Hopefully someone can help with an issue I'm having. Anyone interested in directly helping would be VERY appreciated!!!
I have Shotgun Sequencing samples from 6 separate hosts, 4 human hosts, 2 dog hosts, all with similar species. These are all high host samples.
- Host 1 human - I have Cerebral Spinal Fluid from nose, and whole blood. Sequenced on Novaseq 6000, Lab 1. Whole Blood sequenced on Aviti from 2 labs.
- Host 2 human - Whole Blood, Aviti
- Host 3 human - Whole Blood, Aviti
- Host 4 human - Whole Blood, Aviti
- Host 5 dog - Whole Blood, Aviti
- Host 6 dog - Whole Blood, Aviti
There are numerous bacteria, which are less problematic as most databases have these species.
The two species I am having issues with are Naegleria Fowleri (Naegleria Fowleri strain Karachi NF001), and Plasmodium Ovale. I'm fairly confident in the presence of the Naegleria Fowleri species, I can pull reads directly and run on the Online NCBI Blast with 100% ID, I can also assemble them into long contigs. I have tried just doing de novo assembly with Metaspades, but I think the issue is that because Human and Naegleria Fowleri have reasonably high similarity that the error correction tends to correct the Naegleria Fowleri reads into human reads. Same issue with Host Removal, is that there is too much similarity and it removes too many Naegleria Fowleri reads. I'm not 100% sure on the Plasmodium Ovale reads, as reads that map to that genome appear to look like Naegleri Fowleri NF001 on BLAST. Unfortunately part of the issue on Plasmodium Ovale (one of the human malaria), is that those genomes are NOT represented with NCBI BLAST, nor NCBI CORE-nt database. They are not present in any of the Kraken2 databases as well.

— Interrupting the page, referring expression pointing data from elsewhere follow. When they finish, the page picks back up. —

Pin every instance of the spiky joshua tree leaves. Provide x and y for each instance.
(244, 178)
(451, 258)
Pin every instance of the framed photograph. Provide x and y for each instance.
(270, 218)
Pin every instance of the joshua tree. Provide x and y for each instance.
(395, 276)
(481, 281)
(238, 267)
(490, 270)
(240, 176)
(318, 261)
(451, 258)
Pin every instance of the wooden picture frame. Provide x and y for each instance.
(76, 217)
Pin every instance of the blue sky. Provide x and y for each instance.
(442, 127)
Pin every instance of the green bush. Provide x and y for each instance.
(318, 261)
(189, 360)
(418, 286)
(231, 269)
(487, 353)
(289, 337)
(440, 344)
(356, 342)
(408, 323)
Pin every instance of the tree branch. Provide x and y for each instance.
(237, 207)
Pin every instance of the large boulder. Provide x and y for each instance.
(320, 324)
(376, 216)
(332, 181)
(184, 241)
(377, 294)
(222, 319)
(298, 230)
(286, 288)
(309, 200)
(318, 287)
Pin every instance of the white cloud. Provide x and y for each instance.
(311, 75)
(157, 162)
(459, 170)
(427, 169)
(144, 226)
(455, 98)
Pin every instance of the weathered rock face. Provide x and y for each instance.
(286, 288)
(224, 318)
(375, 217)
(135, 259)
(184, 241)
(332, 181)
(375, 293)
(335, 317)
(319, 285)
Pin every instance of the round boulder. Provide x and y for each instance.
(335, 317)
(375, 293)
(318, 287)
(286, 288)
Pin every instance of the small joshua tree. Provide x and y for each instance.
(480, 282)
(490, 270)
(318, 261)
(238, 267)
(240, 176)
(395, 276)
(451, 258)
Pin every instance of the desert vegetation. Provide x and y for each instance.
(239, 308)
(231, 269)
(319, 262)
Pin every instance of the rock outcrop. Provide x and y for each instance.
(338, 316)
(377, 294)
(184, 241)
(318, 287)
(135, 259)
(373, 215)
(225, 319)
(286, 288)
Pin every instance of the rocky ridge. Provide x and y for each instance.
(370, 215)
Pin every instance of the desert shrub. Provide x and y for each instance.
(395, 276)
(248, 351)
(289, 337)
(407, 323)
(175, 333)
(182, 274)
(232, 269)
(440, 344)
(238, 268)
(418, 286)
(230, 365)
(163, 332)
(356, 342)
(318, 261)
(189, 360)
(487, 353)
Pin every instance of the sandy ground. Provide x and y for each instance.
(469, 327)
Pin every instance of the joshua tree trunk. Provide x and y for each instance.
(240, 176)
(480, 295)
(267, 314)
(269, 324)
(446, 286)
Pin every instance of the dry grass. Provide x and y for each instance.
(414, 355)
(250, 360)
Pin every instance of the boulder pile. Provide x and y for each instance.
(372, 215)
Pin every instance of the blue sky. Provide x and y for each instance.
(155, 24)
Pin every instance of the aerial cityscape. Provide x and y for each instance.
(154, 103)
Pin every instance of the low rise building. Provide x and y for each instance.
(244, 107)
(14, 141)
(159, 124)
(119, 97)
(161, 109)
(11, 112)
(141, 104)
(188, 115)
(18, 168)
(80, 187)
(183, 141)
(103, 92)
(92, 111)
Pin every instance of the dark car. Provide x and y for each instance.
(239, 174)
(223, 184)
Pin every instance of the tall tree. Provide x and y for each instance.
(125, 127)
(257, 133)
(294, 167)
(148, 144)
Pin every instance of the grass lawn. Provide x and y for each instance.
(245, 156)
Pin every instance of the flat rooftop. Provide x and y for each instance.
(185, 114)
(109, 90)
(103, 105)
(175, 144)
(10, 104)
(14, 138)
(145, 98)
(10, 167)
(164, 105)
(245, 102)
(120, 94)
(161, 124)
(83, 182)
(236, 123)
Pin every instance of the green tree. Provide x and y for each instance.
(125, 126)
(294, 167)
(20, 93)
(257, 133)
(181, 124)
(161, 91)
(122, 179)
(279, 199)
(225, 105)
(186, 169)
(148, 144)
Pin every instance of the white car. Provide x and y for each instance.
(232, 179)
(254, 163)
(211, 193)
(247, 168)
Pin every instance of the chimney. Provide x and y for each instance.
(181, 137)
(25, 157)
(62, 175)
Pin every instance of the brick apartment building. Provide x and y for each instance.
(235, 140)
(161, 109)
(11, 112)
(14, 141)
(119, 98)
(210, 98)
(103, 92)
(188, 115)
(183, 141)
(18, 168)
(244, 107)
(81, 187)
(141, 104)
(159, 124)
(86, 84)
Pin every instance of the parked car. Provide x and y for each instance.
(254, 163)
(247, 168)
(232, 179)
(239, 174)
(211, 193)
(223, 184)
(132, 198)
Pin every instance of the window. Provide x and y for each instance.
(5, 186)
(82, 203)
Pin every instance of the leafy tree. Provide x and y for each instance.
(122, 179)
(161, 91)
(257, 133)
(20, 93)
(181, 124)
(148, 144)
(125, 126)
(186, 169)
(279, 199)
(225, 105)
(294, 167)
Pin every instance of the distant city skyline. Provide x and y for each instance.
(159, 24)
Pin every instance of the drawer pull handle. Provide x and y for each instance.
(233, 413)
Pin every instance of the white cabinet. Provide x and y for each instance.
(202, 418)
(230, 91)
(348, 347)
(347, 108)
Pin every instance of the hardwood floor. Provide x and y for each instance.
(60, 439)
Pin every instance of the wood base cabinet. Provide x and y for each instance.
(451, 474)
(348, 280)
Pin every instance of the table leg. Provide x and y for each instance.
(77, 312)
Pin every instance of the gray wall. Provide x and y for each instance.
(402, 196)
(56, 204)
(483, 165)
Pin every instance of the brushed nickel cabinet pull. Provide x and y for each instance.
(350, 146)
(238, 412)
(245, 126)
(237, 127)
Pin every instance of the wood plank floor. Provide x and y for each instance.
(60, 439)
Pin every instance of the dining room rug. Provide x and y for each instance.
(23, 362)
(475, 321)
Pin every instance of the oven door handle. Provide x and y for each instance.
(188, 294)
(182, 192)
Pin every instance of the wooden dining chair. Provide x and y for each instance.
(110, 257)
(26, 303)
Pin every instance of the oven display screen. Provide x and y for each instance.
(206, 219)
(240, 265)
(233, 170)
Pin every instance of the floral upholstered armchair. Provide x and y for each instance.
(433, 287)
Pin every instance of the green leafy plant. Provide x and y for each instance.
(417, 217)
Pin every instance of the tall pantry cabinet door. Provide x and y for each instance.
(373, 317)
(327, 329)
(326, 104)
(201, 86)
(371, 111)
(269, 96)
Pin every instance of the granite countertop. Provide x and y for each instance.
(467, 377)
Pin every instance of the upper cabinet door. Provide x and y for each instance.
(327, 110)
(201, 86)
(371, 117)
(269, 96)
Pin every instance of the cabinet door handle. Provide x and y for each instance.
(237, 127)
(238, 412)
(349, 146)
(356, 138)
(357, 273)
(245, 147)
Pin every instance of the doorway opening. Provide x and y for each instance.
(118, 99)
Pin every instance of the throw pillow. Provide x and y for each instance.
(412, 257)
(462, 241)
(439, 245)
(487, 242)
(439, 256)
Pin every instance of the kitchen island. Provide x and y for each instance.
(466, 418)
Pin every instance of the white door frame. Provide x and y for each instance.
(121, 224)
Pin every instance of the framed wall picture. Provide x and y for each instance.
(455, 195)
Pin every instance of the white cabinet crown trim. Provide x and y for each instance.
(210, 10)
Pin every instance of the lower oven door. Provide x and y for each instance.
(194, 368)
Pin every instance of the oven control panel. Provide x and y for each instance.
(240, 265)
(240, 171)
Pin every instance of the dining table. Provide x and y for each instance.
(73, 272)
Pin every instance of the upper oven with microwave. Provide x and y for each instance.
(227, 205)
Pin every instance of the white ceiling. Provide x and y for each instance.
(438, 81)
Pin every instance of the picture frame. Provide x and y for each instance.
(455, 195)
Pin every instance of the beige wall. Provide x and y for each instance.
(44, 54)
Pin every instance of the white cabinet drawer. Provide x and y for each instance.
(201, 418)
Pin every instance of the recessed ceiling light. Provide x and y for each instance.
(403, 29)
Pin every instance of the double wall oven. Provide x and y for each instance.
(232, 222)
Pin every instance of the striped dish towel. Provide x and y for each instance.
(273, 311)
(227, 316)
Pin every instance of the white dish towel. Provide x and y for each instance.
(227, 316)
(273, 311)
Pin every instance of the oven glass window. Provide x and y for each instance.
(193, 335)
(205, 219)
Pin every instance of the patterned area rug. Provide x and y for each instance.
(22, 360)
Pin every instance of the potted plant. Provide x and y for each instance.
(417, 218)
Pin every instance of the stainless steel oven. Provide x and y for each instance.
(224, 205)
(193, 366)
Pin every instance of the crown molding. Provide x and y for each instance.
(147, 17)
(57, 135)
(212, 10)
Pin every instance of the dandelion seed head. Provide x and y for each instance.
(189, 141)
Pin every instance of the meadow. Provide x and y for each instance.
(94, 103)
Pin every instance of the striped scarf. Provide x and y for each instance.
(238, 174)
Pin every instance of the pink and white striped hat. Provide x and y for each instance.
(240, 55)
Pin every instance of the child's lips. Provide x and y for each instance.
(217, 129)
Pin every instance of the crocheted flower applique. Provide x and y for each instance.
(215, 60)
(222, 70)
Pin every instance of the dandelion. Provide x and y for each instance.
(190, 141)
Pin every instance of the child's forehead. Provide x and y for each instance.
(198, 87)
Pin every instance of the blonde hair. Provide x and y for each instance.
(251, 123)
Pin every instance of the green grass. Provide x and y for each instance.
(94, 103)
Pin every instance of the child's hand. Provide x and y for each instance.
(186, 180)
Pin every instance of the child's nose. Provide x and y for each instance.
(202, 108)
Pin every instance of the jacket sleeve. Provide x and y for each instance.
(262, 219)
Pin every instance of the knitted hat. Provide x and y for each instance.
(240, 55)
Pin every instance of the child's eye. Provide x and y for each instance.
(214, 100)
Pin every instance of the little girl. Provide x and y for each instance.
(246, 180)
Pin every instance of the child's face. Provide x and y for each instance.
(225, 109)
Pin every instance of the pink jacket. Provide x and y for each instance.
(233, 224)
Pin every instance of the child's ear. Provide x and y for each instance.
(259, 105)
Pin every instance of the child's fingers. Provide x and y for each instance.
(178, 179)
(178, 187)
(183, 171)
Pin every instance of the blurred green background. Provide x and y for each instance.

It has taken a very long time just figuring out the Naegleri Fowleri NF001, as it gets misidentified by professional online platforms. On my initial samples for Host 1 (CSF & Blood), they were initially being identified as Mycobacterium Leprae in the range of 50,000 reads by two platforms Kmer based and KAIJU protein based. Yet I could only actually map a few reads. KAIJU also identified the Plasmodium Ovale (mappable). Then with a database update KAIJU started identifying the reads as Mycobacterium Tuberculosis (could only map a few reads). It wasn't until one of the platforms had the option to download reads that were classified, so I could blast them. It appears that both platforms were only hitting on a very small region of the Naegleria Fowleri Karachi NF001, which matched portions of (plasmodium Ovale, Mycobacterium Leprae, Mycobacterium Tuberculosis strain Oman).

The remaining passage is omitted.